State of the UK Climate Report 2024

By Paul Homewood

The UK Met Office has just published its annual State of the UK Climate report for last year. It reads more like a political pamphlet than a scientific one.

The Press Release sets the tone at the very start:

Record breaking and extreme weather has become increasingly commonplace in the UK as our climate has changed over the last few decades.

The latest assessment of the UK’s climate shows how baselines are shifting, records are becoming more frequent, and that temperature and rainfall extremes are becoming the norm.”

Most people think of extreme weather as events like the winter of 1963, the Great North Sea Flood, the 1987 Storm or the heavy snowfalls and floods in 1948, not a mild February or sunny day in April.

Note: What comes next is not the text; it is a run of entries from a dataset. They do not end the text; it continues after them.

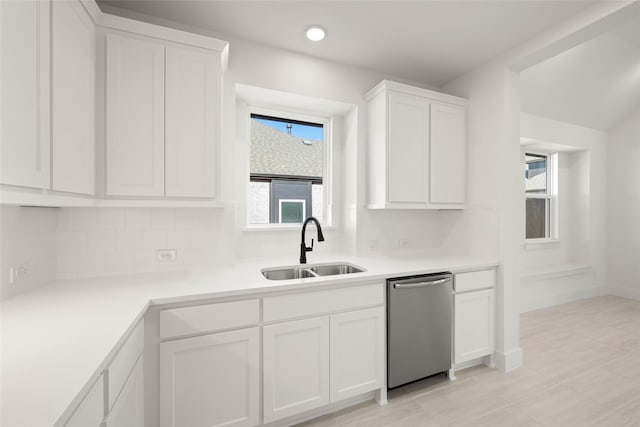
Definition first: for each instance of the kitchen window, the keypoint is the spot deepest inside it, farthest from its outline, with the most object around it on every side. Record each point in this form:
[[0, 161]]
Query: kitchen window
[[541, 196], [287, 164]]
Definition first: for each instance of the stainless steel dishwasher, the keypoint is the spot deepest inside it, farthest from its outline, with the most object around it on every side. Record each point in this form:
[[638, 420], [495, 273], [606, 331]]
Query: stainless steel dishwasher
[[419, 322]]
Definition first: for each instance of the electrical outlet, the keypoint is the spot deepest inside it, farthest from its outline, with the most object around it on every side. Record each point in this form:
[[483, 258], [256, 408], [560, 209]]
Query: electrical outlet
[[166, 255], [19, 272]]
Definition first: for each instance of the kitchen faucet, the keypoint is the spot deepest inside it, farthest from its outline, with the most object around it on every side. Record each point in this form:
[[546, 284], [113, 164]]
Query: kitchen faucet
[[303, 245]]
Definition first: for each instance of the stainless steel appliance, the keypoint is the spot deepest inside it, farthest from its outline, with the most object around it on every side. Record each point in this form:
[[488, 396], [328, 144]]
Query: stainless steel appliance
[[419, 322]]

They say the most noticeable change has been the rise in temperatures, which amounts to about a degree in the last 100 years. There are many possible reasons for this:

a) Natural recovery from Little Ice Age lows

b) Urbanisation

c) Poor siting

d) Cleaner air, resulting from Clean Air Acts

e) Greenhouse gases

But taking the Met Office data at face value, a rise of one degree is much less than the official Met Office projection of a five degree rise by 2100.

It is the latter that is the basis for the whole Net Zero agenda. Who would be prepared to spend a trillion and wreck the economy just to avoid a half a degree temperature rise in the next 50 years?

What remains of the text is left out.